Customs, Excise and Gold Tribunal - Delhi Tribunal

Commissioner Of C. Ex. vs Matsushita Tv And Audio India Ltd. on 4 July, 2005

Customs, Excise and Gold Tribunal – Delhi
Commissioner Of C. Ex. vs Matsushita Tv And Audio India Ltd. on 4 July, 2005
Bench: S Kang, Vice-, N T C.N.B.


ORDER

C.N.B. Nair, Member (T)

1. M/s. Panasonic AVC Networks India Co. Ltd., got into a collaboration agreement in 1993 with M/s. Matsushita Electric Industrial Co. Ltd. Japan in order to obtain technical know-how and training for the purpose of manufacturing Colour T.V. and Audio products. In terms of the agreement, in addition to lumpsum payment of Rs. 2 lakh US $, the Indian company was to make payment at the rate of 3% of the value of the goods produced towards royalty. The subject matter of the present appeals is the service tax demand on this 3% running royalty for the period 1-3-99 to 31-3-2001.

2. The contention of the appellant is that the transfer of technical know-how and training in terms of the contract was over and production had started in 1996, well before the imposition of service tax on 7-7-97 in regard to “consulting engineering” service. Learned Counsel for the appellants has emphasized that since the levy was not retrospective in nature, the demand is not sustainable at all. Same defence had been taken before the lower authorities. The Commissioner (Appeals) held “that the date on which service was provided is not relevant in the context of service taxation because the evidence of provision of service tax lies in the payment for the services as agreed upon by the provider and the consumer”.

3. We have perused the records and heard both sides. “Consulting engineer” and “Taxable Service” have been defined in the Finance Act as under :-

‘Consulting Engineer’ means any professionally qualified engineer or an engineering firm who, either directly or indirectly, renders any advice, consultancy or technical assistance in any manner to a client in one or more disciplines of engineering.

“Taxable Service” means any service provided to a client, by a consulting engineer in relation to advice, consultancy or technical assistance in any manner in one or more disciplines of engineering.

It is clear from the definition of taxable service that providing of service is the taxable event.
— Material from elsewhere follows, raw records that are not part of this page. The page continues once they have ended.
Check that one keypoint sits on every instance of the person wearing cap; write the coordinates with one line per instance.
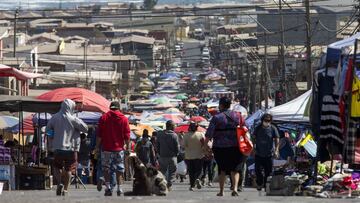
(64, 130)
(145, 150)
(168, 147)
(222, 130)
(266, 143)
(194, 154)
(113, 136)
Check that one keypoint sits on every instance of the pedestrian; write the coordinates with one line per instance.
(194, 154)
(168, 148)
(266, 143)
(208, 165)
(84, 158)
(64, 130)
(181, 155)
(113, 135)
(145, 150)
(222, 129)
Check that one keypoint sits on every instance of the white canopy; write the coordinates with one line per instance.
(292, 111)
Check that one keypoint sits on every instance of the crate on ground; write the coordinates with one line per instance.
(5, 172)
(31, 178)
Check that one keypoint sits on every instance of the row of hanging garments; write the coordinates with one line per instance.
(330, 110)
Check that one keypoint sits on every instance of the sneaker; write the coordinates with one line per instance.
(203, 182)
(119, 192)
(99, 184)
(59, 189)
(234, 193)
(169, 187)
(108, 192)
(65, 193)
(198, 184)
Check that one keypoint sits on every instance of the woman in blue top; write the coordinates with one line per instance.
(222, 130)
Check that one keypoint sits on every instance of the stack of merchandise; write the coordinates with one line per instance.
(5, 169)
(5, 155)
The taxable event takes place in time and place. In the present case, admittedly, transfer of technical know-how took place well before the levy was introduced. Since the time when service was provided is the relevant factor, no levy was attracted in the present case. It is another matter whether the transaction between the parties was a transaction between a client and a consulting engineer. The Commissioner was clearly in error in holding that date of payment for service is the relevant factor under the statute and not time of providing of service.
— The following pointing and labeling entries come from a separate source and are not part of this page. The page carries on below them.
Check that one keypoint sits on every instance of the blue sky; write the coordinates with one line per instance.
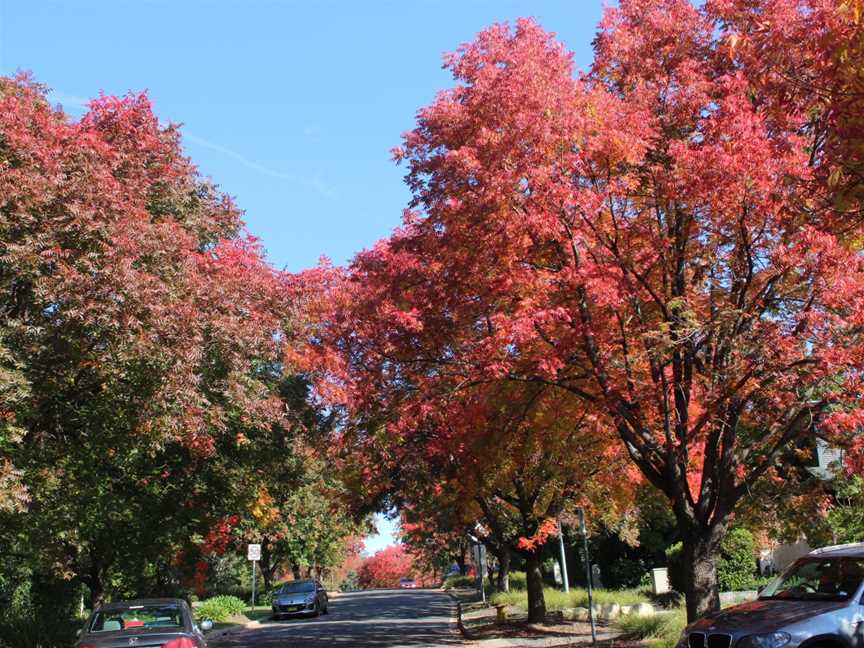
(291, 107)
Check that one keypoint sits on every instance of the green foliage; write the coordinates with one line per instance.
(736, 569)
(518, 581)
(845, 518)
(457, 582)
(558, 600)
(350, 582)
(663, 630)
(36, 610)
(625, 573)
(219, 608)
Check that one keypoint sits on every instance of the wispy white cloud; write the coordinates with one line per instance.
(313, 182)
(69, 100)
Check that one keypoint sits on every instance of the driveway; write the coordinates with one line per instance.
(369, 618)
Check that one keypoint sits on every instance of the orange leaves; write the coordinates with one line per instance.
(263, 511)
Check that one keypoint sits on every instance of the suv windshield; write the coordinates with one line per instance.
(818, 579)
(297, 586)
(137, 616)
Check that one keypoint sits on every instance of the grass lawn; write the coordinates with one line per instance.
(661, 630)
(558, 600)
(258, 613)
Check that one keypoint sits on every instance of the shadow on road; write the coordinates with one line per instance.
(369, 618)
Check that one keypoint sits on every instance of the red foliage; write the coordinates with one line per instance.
(385, 568)
(115, 235)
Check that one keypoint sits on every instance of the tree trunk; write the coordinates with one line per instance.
(536, 601)
(700, 552)
(503, 583)
(97, 591)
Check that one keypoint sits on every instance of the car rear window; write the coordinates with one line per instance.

4. In the above factual and legal situation, the tax demand is not sustainable at all. The appeals of the parties are, accordingly, allowed. The appeals of the Revenue are not maintainable in view of our finding that no service tax is attracted. Those appeals are rejected. All the appeals are ordered in these terms.

5. We are not going into the other contentions raised by the assesse since we are of the opinion that, on the above ground alone, the appeals can be disposed of.

(Pronounced and dictated in the open Court).